The intergenomic distances used for DDH prediction can themselves be resampled via a special bootstrap implementation (see Meier-Kolthoff et al., 2013). These so-called replicate distances deviate from the original distance to a certain extent and thus allow for the assessment of a 95% confidence interval on both DDH and GGD (Genome-to-Genome Distance) scales.
Since the model-based CIs are usually larger than those provided by bootstrapping, the latter are optional and not reported by default.
The calculation of bootstrap-based confidence intervals (C.I.) is optional (see previous FAQ item), however it is relatively compute-intense. Hence, to avoid unnecessary load on the server, we disable the calculation of bootstrap-based C.I., if the number of genomes exceeds a certain threshold (current threshold is 20). (No worries, model-based confidence intervals are always reported.)

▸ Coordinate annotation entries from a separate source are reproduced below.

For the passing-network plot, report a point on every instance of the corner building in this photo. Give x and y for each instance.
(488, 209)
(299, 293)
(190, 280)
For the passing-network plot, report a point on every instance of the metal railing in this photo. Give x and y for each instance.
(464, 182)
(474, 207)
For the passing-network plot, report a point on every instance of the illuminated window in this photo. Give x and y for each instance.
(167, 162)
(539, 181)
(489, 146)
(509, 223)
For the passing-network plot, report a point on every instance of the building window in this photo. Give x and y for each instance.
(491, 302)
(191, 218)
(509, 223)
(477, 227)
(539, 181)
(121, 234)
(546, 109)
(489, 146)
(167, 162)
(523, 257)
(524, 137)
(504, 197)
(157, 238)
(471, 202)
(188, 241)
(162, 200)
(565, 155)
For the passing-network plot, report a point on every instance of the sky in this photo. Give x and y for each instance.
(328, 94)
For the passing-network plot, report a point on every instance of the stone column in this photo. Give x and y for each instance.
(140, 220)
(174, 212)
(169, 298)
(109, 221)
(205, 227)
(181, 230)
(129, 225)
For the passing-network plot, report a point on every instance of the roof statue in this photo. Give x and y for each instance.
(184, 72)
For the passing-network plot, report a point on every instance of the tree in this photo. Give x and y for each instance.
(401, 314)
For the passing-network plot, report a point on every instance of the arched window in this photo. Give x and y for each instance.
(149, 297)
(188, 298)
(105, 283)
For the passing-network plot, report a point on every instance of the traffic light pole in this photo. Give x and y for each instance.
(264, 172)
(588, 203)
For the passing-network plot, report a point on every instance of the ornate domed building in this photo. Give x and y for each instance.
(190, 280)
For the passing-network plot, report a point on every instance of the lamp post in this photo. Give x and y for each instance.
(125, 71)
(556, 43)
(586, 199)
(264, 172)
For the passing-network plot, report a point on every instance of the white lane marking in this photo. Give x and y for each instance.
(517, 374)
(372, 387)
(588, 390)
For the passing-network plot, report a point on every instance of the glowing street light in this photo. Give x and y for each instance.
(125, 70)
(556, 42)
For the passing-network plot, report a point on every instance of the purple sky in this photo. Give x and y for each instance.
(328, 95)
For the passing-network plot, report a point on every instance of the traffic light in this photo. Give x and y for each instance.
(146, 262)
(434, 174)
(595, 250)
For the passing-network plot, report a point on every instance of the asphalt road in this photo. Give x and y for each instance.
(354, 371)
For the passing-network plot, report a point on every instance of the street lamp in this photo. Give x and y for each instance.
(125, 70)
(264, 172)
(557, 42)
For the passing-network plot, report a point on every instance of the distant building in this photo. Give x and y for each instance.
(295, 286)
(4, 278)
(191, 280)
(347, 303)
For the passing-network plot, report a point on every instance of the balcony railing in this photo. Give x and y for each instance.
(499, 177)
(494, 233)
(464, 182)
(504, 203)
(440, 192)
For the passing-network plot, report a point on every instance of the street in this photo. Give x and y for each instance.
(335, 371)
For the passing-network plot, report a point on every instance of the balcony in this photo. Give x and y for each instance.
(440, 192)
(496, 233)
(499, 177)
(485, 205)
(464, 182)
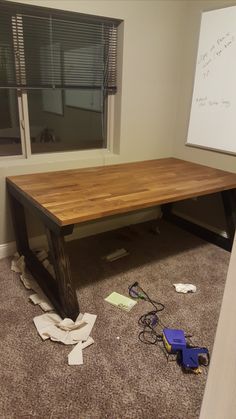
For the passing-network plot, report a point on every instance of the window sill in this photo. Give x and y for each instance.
(82, 158)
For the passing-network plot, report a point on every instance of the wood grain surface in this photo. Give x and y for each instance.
(74, 196)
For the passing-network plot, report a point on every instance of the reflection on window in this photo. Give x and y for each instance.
(10, 141)
(66, 120)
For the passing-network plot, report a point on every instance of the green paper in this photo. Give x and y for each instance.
(118, 300)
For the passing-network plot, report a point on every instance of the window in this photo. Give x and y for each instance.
(57, 70)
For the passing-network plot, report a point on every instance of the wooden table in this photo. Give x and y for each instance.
(65, 198)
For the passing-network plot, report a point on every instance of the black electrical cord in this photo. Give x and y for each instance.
(150, 320)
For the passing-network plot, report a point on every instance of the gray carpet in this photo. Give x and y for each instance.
(120, 378)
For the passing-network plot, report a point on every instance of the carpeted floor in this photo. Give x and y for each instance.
(120, 378)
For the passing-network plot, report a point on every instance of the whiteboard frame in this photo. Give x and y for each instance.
(188, 144)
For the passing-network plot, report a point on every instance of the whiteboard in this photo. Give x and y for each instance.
(212, 122)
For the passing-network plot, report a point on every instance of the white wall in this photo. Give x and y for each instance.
(150, 87)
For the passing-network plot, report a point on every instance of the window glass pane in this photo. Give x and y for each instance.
(10, 141)
(66, 120)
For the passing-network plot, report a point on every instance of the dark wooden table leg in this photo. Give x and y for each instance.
(61, 264)
(229, 203)
(19, 224)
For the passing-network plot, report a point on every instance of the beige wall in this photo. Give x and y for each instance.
(150, 87)
(188, 56)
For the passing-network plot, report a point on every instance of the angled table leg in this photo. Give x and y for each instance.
(229, 203)
(61, 264)
(19, 225)
(59, 290)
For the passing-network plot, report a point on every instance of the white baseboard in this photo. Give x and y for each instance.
(85, 230)
(222, 233)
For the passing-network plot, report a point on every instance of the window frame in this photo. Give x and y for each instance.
(27, 156)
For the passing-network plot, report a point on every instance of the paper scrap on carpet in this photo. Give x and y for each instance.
(184, 288)
(121, 301)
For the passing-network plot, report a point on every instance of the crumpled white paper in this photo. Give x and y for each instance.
(184, 288)
(50, 325)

The GGDC compares a query genome with a reference genome and calculates an intergenomic distance under three different distance formulae. An in-depth description of these can be found in the accompanying publications. The formulae support your decision about the relatedness of your novel strain to known (type) strains.
An exemplary result from the GGDC 2.1 would look like this:
Submission: 13-04-05-11-48-0015480 Program: NCBI-BLAST =-=-=-=-=-=-=-=-=-=-=-=-=-=-=-=-=-=-=-=-=-=-=-=-=-=-=-=-=-=-=-=-=-=-=-=-=-= Escherichia_coli_IAI1 (query) vs. Escherichia_coli_IAI39 (reference): =-=-=-=-=-=-=-=-=-=-=-=-=-=-=-=-=-=-=-=-=-=-=-=-=-=-=-=-=-=-=-=-=-=-=-=-=-= Formula: 1 (HSP length / total length) Distance: 0.1646 DDH estimate (regression-based): 76.90 Estimate of DDH <=70% (threshold-based): no (threshold=0.2676) - - - - - - - - - - - - - - - - - - - - - - - - - - - - - - - - - - - - - - Formula: 2 (identities / HSP length) Distance: 0.0304 DDH estimate (regression-based): 77.06 Estimate of DDH <=70% (threshold-based): no (threshold=0.0412) - - - - - - - - - - - - - - - - - - - - - - - - - - - - - - - - - - - - - - Formula: 3 (identities / total length) Distance: 0.1899 DDH estimate (regression-based): 76.06 Estimate of DDH <=70% (threshold-based): no (threshold=0.2945)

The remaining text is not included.